In an interview, earlier this year said this year’s climate agenda has the potential to reduce carbon by amounts equal to past legislative proposals, which included putting a price on carbon pollution. Such measures, like a carbon tax or fee, make oil, gas, and coal more expensive and thus encourage alternative sources of energy.

But carbon pricing in Washington State comes with huge political baggage. In past two carbon-pricing ballot measures have gone down in defeat, and the Legislature has repeatedly balked at this approach.

However, this year, the paths of climate legislation are bolstered by the electoral gains of Democrats, who control the majority in both chambers. Both the House and Senate versions of the clean-power bills have been passed through committees, with floor votes expected in the next few weeks.

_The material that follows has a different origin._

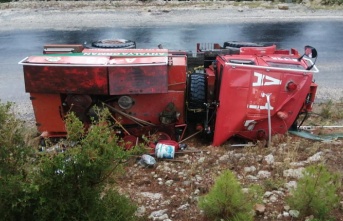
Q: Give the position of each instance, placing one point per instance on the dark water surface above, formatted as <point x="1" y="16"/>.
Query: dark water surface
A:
<point x="326" y="36"/>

Clean-power legislation — if passed into law — would change the shape of Washington’s utility industry for decades, helping to determine how far and how fast to reduce greenhouse-gas pollution from electrical generation. Drafting such legislation is a key part of the ongoing struggle to determine how — at the state level — to respond to the global threat posed by the atmospheric build-up of carbon dioxide and other greenhouse gases released by the burning of fossil fuels.

“It’s no longer about whether we do something — but when we do something,” said Rep. Gael Tarleton, D-Seattle, a sponsor of the House bill. She calls climate change an “existential threat.”

It should be reported that Carbon-free hydropower, which harnesses the force of falling water, is the backbone of state’s electricity system currently.

But the amount generated changes from year to year as it depends largely on the size of the winter snowpack.

Even in 2017, which was considered as a strong water year, about 24 percent of the state’s electricity still came from coal and natural gas.

And there are some utilities which spend huge on fossil fuels, including Puget Sound Energy (PSE), Washington’s largest private utility, which in 2017 drew about 60 percent of its power from these two sources.

Both the Senate and House bills demand a relatively swift end — Dec. 31, 2025 — to Washington’s reliance on coal power that ranks as the most polluting form of fossil-fuel electricity. That would have a big effect on Montana, where Puget Sound Energy is part owner of a major coal-fired plant in Colstrip that — if the legislation passes — might not be able to survive past the mid-2020s deadline.